The effects of lead poisoning depend on many things other than the lead level. Different people have different susceptibility to the effects of lead (that’s probably genetically determined.) Certain other health conditions, like iron deficiency, seem to have an additive effect on lead poisoning. Effects also depend on how long the level was elevated—the longer a child is exposed to lead in the environment, the worse it can be. Earlier exposures seem to cause more problems than exposures in later childhood.

The best treatment for lead exposure is the prevention of exposure by limiting the lead in our environment. Lead paint has been banned but might still be found in layers of older paint in homes. During renovation, old layers of paint can be chipped off or turned into dust that can contaminate a home. Lead paint also occasionally is found in toys produced overseas, and lead contamination has been found in herbal and other medical products. Some hobbies (like stained glass and ceramics) and occupations involve exposure to lead in solder and glazes. Targeted screening following established guidelines for children at risk for lead exposure can help identify children in need of closer monitoring and treatment.

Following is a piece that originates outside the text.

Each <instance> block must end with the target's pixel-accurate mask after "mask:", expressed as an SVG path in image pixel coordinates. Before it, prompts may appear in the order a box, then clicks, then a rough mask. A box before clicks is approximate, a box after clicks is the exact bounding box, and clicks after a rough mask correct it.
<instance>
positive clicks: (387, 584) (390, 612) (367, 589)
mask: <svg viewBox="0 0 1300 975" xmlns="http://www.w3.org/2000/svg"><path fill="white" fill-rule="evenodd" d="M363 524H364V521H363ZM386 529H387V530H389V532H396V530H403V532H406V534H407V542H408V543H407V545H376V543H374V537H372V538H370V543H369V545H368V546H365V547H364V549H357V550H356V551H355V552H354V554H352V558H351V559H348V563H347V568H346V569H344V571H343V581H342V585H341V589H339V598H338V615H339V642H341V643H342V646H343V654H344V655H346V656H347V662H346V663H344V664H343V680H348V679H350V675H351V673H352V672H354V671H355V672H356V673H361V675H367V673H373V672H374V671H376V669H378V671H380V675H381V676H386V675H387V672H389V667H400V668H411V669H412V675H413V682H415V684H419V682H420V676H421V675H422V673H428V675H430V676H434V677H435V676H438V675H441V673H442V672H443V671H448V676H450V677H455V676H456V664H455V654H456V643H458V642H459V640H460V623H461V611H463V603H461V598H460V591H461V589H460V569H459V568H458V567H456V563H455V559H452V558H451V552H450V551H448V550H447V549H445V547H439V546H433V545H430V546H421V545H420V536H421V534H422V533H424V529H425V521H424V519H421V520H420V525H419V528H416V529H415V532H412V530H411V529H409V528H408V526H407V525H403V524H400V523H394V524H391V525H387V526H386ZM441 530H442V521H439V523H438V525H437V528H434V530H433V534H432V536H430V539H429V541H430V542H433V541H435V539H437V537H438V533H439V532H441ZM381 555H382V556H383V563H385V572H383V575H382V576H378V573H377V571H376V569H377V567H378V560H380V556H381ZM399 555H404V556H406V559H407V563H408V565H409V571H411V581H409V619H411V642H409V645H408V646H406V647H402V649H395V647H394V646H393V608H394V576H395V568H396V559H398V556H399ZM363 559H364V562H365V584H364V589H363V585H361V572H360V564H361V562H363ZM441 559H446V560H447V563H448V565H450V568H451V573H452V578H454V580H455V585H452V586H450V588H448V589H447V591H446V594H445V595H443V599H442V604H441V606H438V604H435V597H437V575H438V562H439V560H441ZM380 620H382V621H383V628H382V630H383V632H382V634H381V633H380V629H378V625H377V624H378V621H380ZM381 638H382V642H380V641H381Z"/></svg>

Further steps can help reduce your children’s risk of lead exposure:

  • During renovations (including sanding and painting) of homes older than 1980, make sure that contractors follow established safety protocols for testing and containment of lead-containing dust.
  • Beware of chewing or teething toys that are painted.
  • Stay away from unregulated herbal and “natural” products, especially those produced overseas.
  • Encourage government regulation and financial support for programs that monitor lead exposures and study ways to identify and treat people at risk.